If starting from Imabari, then depending upon which direction you are travelling from, you’ll be at least a six and a half hours train ride from Tokyo, with a switch at Okayama Station, or if coming from Hiroshima, then the most direct route is simply to take a train to Onomichi, then travel by bus to Imabari. If you do this, you’ll basically be doing the cycling route.
Tip: If you plan on doing much traveling in Japan over the course of a week or more, consider getting the Japan Rail Pass. It’s super convenient and will save you money!

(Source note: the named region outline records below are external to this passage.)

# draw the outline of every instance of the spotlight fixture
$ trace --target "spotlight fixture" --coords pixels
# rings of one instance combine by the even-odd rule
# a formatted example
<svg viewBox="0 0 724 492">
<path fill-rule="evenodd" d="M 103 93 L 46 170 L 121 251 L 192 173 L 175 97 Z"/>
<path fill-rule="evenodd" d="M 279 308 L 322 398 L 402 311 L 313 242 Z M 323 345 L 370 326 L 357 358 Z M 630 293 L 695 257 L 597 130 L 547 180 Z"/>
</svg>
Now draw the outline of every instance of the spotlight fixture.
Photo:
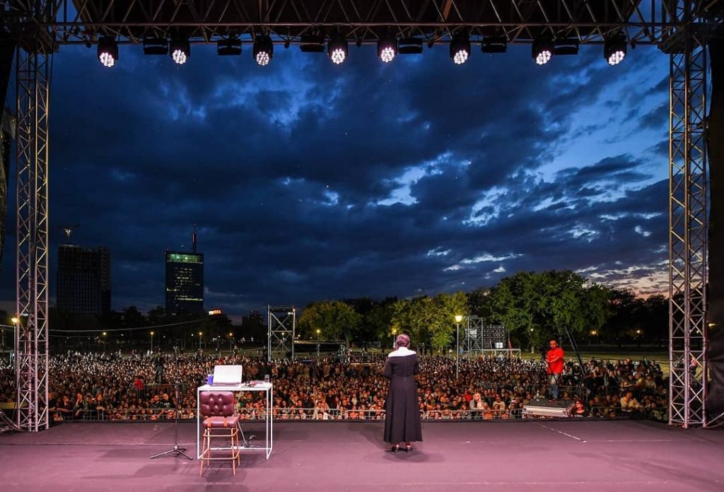
<svg viewBox="0 0 724 492">
<path fill-rule="evenodd" d="M 299 48 L 303 53 L 324 53 L 324 38 L 322 36 L 302 36 Z"/>
<path fill-rule="evenodd" d="M 626 38 L 623 35 L 608 38 L 604 41 L 603 57 L 609 65 L 618 65 L 626 56 Z"/>
<path fill-rule="evenodd" d="M 118 60 L 118 45 L 113 38 L 104 36 L 98 40 L 98 59 L 104 67 L 111 68 Z"/>
<path fill-rule="evenodd" d="M 344 63 L 347 59 L 347 39 L 339 34 L 334 35 L 327 43 L 327 52 L 334 64 Z"/>
<path fill-rule="evenodd" d="M 382 38 L 377 41 L 377 56 L 384 63 L 390 63 L 397 54 L 397 40 L 392 36 Z"/>
<path fill-rule="evenodd" d="M 553 43 L 548 39 L 536 39 L 533 41 L 531 55 L 538 65 L 544 65 L 550 62 L 553 56 L 555 47 Z"/>
<path fill-rule="evenodd" d="M 505 36 L 485 36 L 481 49 L 483 53 L 505 53 L 508 39 Z"/>
<path fill-rule="evenodd" d="M 254 59 L 260 67 L 269 64 L 274 56 L 274 43 L 267 35 L 258 35 L 254 40 Z"/>
<path fill-rule="evenodd" d="M 457 35 L 450 41 L 450 58 L 452 63 L 462 65 L 468 61 L 470 56 L 470 38 L 467 35 Z"/>
<path fill-rule="evenodd" d="M 143 54 L 169 54 L 169 41 L 163 38 L 146 38 L 143 40 Z"/>
<path fill-rule="evenodd" d="M 403 38 L 397 41 L 397 53 L 401 55 L 422 54 L 422 40 L 417 38 Z"/>
<path fill-rule="evenodd" d="M 554 43 L 553 54 L 578 54 L 578 40 L 575 38 L 557 39 Z"/>
<path fill-rule="evenodd" d="M 171 41 L 169 51 L 174 63 L 182 65 L 188 61 L 188 57 L 191 55 L 191 46 L 188 43 L 188 40 L 176 40 Z"/>
<path fill-rule="evenodd" d="M 219 39 L 216 42 L 216 54 L 219 56 L 240 55 L 241 40 L 237 38 Z"/>
</svg>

Where to stay in Onomichi:
Due to its ease of access and plain old charm, Onomichi is the recommended town to spend a night or two. The Green Hill Hotel is an obvious choice for cyclists as it is situated directly between the Rent-a-Cycle station and the ferry terminal. Other nearby hotels include the bicycle-centric hotel Onomichi U2 and the budget/business hotel Onomichi Daiichi. We stayed at the latter, and while the room was small and basic, it was clean and affordable and served our purpose.
When to go:
The Seto Inland Sea area is known as the Mediterranean of Japan. The winter may be a wee bit too brisk for most, but the bike path is open year-round. Spring and fall offer moderate temperatures—and beautiful scenery with spring blossoms or autumn foliage—while summers can get a little steamy.
August is the hottest month, with temperatures ranging from 76 to 91 degrees Fahrenheit. Still doable, but come prepared to sweat! We went in November and were comfortable in bike shorts (for Sam)/leggings (for me), wicking t-shirts and light jackets that we used intermittently. Mostly, though, the weather was just the right degree of cool, and the autumn foliage was gorgeous.
Whenever you go, bring a light jacket or poncho for rainy days. It rained on and off for us—more of a misty, Seattle-like shower than true rainfall—,and while we continued riding regardless, it would have been a soggy journey without our rain-wear. But rain or shine, this ride is worth it!
So … what are you waiting for?
*The actual distance of the Shimanami Kaido Trail is apparently in dispute. Some sources claim it is 60 kilometers while others claim 70. We road the entire route from Onomichi to the Imabari town hall and it was closer to the 70 KM mark, accordingly to our odometer at least.